18 March 2025 at 11:30
Jensen Huang at Nvidia's GTC AI conference
Nvidia CEO Jensen Huang at Nvidia's GTC AI conference on March 18.

Emma Cosgrove/Business Insider

  • Nvidia's GTC AI event featured a pop-up Denny's, drawing lines of attendees.
  • Nvidia CEO Jensen Huang even wore a Denny's apron.
  • It's all about Silicon Valley's origin stories.

There's nothing better than a Lumberjack Slam with your GPUs in the morning.

Denny's offerings greeted conference attendees outside Nvidia's big GTC AI event on Tuesday in San Jose, California.

There was a pop-up Denny's outside, with a line of people waiting to be served.

Conference goers line up outside a Denny's pop-up restaurant outside Nvidia's GTC AI event
Conference-goers line up outside a Denny's pop-up restaurant outside Nvidia's GTC AI event.

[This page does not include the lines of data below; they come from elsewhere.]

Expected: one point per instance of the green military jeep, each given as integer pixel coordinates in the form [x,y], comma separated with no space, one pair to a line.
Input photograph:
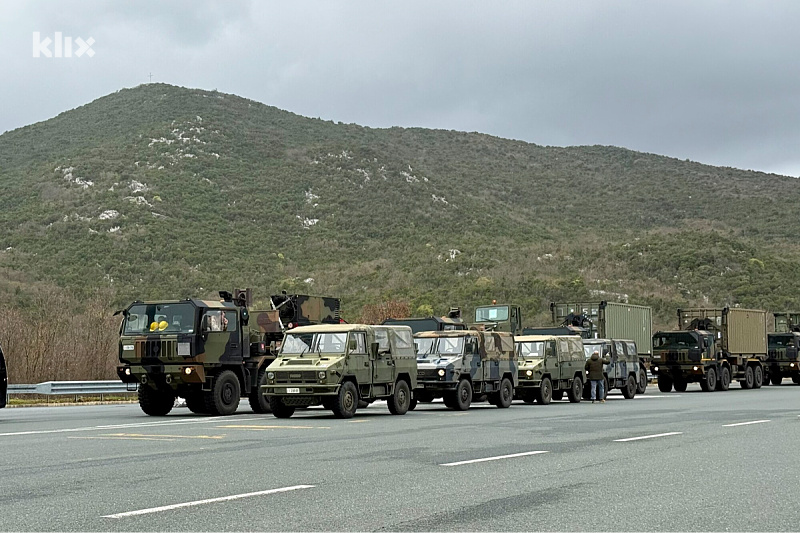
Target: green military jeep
[339,365]
[550,365]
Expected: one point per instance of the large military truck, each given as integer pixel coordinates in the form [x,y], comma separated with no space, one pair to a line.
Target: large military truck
[339,365]
[211,353]
[609,320]
[712,347]
[3,379]
[624,369]
[465,366]
[549,365]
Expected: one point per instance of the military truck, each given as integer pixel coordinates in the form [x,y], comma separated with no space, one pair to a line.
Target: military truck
[504,317]
[549,365]
[3,379]
[623,372]
[712,347]
[339,365]
[465,366]
[211,353]
[610,320]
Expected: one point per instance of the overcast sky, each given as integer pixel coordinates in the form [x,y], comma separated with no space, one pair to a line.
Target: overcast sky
[711,81]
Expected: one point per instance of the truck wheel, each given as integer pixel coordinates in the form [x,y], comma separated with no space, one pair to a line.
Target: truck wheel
[642,385]
[155,402]
[280,409]
[724,378]
[709,382]
[223,398]
[346,403]
[747,382]
[401,399]
[258,402]
[629,390]
[574,392]
[758,377]
[505,395]
[545,393]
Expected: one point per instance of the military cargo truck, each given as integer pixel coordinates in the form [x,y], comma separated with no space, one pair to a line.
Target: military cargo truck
[611,320]
[782,361]
[496,317]
[623,372]
[549,365]
[209,352]
[3,379]
[465,366]
[712,347]
[339,365]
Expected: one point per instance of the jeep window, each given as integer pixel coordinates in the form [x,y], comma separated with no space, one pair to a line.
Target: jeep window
[530,349]
[451,345]
[159,318]
[491,314]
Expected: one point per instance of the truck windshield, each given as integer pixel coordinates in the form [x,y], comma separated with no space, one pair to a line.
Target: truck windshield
[497,313]
[781,341]
[154,319]
[529,350]
[314,343]
[675,341]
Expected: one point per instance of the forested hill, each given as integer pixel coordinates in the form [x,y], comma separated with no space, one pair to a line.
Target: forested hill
[164,191]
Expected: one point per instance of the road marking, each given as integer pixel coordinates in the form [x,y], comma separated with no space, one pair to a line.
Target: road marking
[745,423]
[207,420]
[210,500]
[255,426]
[523,454]
[649,436]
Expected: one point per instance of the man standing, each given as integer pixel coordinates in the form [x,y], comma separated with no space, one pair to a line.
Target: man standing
[594,371]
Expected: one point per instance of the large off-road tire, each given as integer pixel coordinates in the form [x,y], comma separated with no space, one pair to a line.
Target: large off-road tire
[629,390]
[196,403]
[280,409]
[505,395]
[709,381]
[346,402]
[749,378]
[401,399]
[575,391]
[758,377]
[156,402]
[223,398]
[641,387]
[544,394]
[724,378]
[258,402]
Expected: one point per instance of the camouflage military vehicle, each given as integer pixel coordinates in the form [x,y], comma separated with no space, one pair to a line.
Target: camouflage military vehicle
[339,365]
[465,366]
[549,365]
[623,372]
[3,379]
[209,352]
[712,347]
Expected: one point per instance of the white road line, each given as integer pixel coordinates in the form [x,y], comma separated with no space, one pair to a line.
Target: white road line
[745,423]
[523,454]
[210,500]
[649,436]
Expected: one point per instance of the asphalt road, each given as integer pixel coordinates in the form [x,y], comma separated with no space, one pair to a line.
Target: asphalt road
[112,468]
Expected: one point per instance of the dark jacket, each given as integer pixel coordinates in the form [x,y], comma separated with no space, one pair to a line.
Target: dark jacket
[595,366]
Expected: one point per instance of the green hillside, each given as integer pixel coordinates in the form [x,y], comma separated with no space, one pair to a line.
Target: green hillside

Emma Cosgrove/Business Insider

There were also "Nvidia Breakfast Bytes," a play on the word for a unit of digital information.

A Denny's sign outside Nvidia's GTC AI conference
A Denny's sign outside Nvidia's GTC AI conference

Emma Cosgrove/Business Insider

When he arrived, Nvidia CEO Jensen Huang even wore a kitchen overall emblazoned with Denny's corporate colors and logos.

The guy likes to cook and has broadcast announcements from his palatial kitchen in Silicon Valley before, complete with an overly large collection of colored spatulas.

But why Denny's? As a billionaire, he could dine at Nobu rather than a breakfast diner.

It's all about Silicon Valley's love of a gritty origin story. Founders of massive, wealthy tech giants love to hearken back to the good old days when their companies were scrappy startups. It keeps the troops humble, hungry, and focused on inventing new things rather than sitting back on their digital laurels.

Amazon founder Jeff Bezos has "Day 1." Google founders Larry Page and Sergey Brin like to recall starting the search giant in former YouTube CEO Susan Wojcicki's garage. Meta CEO Mark Zuckerberg started Facebook in a college dorm room.

Jensen has Denny's. He and the other Nvidia cofounders, Chris Malachowsky and Curtis Priem, came up with the idea for the company over Grand Slam breakfasts and too many cups of coffee in a Denny's in San Jose.

It's the 2484 Berryessa Road location in San Jose if you want to go sometime.